Microstructural changes across different clinical milestones of disease in amyotrophic lateral sclerosis

Abstract

Neurodegenerative process in amyotrophic lateral sclerosis (ALS) has been proven to involve several cortical and subcortical brain regions within and beyond motor areas. However, how ALS pathology spreads progressively during disease evolution is still unknown. In this cross-sectional study we investigated 54 ALS patients, divided into 3 subsets according to the clinical stage, and 18 age and sex-matched healthy controls, by using tract-based spatial statistics (TBSS) diffusion tensor imaging (DTI) and voxel-based morphometry (VBM) analyses. We aimed to identify white (WM) and gray matter (GM) patterns of disease distinctive of each clinical stage, corresponding to specific clinical milestones. ALS cases in stage 2A (i.e., at diagnosis) were characterized by GM and WM impairment of left motor and premotor cortices and brainstem at ponto-mesenchephalic junction. ALS patients in clinical stage 2B (with impairment of two functional regions) exhibited decreased fractional anisotropy (FA) (p<0.001, uncorrected) and increased mean (MD) and radial diffusivity (RD) (p<0.001, uncorrected) in the left cerebellar hemisphere and brainstem precerebellar nuclei, as well as in motor areas, while GM atrophy (p<0.001, uncorrected) was detected only in the left inferior frontal gyrus and right cuneus. Finally, ALS patients in stage 3 (with impairment of three functional regions) exhibited decreased FA and increased MD and RD (p<0.05, corrected) within WM underneath bilateral pre and postcentral gyri, corpus callosum midbody, long associative tracts and midbrain, while no significant clusters of GM atrophy were observed. Our findings reinforce the hypothesis that the neurodegenerative process propagates along the axonal pathways and develops beyond motor areas from early stages, involving progressively several frontotemporal regions and their afferents and efferents, while the detection of GM atrophy in earlier stages and its disappearance in later stages may be the result of reactive gliosis.

Fig 1. FA differences between ALS patients in the three stages of ALS and healthy controls.

in the stage 2A, FA decrease (red-yellow scale, p<0.05, corrected) is evident in the body of CC and left corticospinal tract (CST), principally in its rostral part underneath primary motor cortex (upper panels); in the stage 2B, FA decrease (red-yellow scale, p<0.001, uncorrected) occurs in the left cerebellar hemisphere, beyond CC body and WM underneath the left precentral gyrus (middle panels); in the stage 3, FA decrease (red-yellow scale) (p<0.05, corrected) is highlighted in WM underneath pre and postcentral gyri including the rostral part of CSTs, the body of CC, bilateral superior and inferior longitudinal and inferior fronto-occipital fasciculi (lower panels).

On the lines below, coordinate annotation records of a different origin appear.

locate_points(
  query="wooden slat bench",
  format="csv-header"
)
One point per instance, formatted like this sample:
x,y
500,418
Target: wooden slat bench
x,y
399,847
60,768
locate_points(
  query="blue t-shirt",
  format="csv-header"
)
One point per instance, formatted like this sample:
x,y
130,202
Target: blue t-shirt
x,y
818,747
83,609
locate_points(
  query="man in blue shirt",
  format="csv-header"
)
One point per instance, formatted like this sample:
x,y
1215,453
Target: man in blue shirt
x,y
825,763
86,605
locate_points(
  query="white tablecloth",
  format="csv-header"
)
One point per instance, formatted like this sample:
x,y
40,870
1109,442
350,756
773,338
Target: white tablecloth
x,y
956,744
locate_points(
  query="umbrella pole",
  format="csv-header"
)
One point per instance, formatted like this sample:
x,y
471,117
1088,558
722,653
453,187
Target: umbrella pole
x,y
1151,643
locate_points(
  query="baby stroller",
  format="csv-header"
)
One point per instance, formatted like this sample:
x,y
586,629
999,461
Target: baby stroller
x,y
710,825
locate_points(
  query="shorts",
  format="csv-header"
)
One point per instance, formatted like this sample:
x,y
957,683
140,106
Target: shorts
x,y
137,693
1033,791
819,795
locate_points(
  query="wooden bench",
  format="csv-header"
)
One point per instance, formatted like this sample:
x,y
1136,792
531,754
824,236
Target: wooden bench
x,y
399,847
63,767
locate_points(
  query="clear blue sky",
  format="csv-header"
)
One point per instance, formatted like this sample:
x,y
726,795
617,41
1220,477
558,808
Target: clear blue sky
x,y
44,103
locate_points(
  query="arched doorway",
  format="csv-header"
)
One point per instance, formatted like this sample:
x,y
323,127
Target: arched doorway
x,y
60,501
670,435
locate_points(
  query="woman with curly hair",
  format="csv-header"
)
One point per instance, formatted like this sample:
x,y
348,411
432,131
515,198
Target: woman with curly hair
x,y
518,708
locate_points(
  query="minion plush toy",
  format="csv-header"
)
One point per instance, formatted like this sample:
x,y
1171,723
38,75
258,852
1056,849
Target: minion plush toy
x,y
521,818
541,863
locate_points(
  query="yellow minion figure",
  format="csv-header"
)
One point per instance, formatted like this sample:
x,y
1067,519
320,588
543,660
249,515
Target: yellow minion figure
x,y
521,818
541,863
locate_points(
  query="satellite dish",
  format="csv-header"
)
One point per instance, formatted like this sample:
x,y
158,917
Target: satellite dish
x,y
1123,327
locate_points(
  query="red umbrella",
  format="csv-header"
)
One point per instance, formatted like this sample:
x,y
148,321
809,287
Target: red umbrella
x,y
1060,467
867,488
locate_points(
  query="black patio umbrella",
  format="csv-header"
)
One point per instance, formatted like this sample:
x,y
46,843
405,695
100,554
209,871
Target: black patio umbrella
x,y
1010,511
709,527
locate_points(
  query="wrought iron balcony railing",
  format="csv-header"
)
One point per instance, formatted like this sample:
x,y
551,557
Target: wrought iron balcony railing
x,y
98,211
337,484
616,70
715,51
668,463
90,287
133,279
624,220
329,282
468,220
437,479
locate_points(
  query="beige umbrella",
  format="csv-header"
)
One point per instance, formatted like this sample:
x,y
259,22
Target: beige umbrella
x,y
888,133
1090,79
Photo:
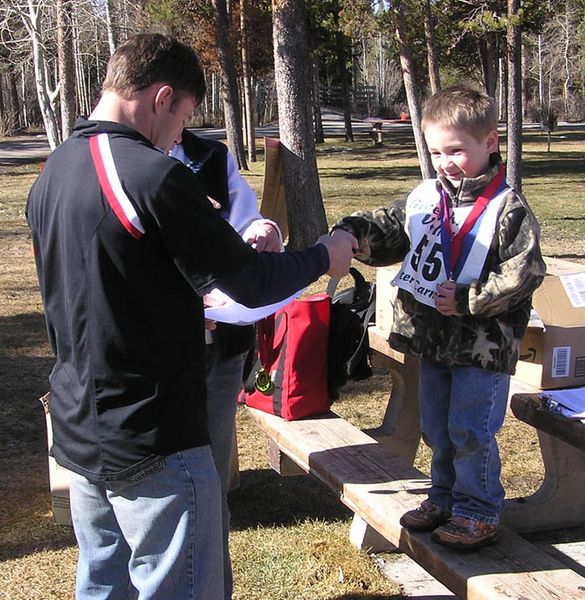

Fig 2. Voxel-wise correlation analyses between ALSFRS-R and ACE-R scores and FA in the three groups of patients.

Widespread patterns of positive correlations (p<0.05, corrected) between both disability scores and FA in all clinical stages examined, with overlaps between the three patients groups.

Fig 3. VBM results in 2A and 2B subsets compared to healthy controls.

ALS patients in stage 2A show GM atrophy (p<0.001, uncorrected) in the right and left precentral gyri, left inferior frontal gyrus, right anterior cingulate, right medial frontal gyrus, left superior temporal gyrus, left parahippocampal gyrus and right insula (left panels). ALS patients in stage 2B exhibit GM atrophy (p<0.001, uncorrected) only in the left inferior frontal gyrus and right cuneus (right panels).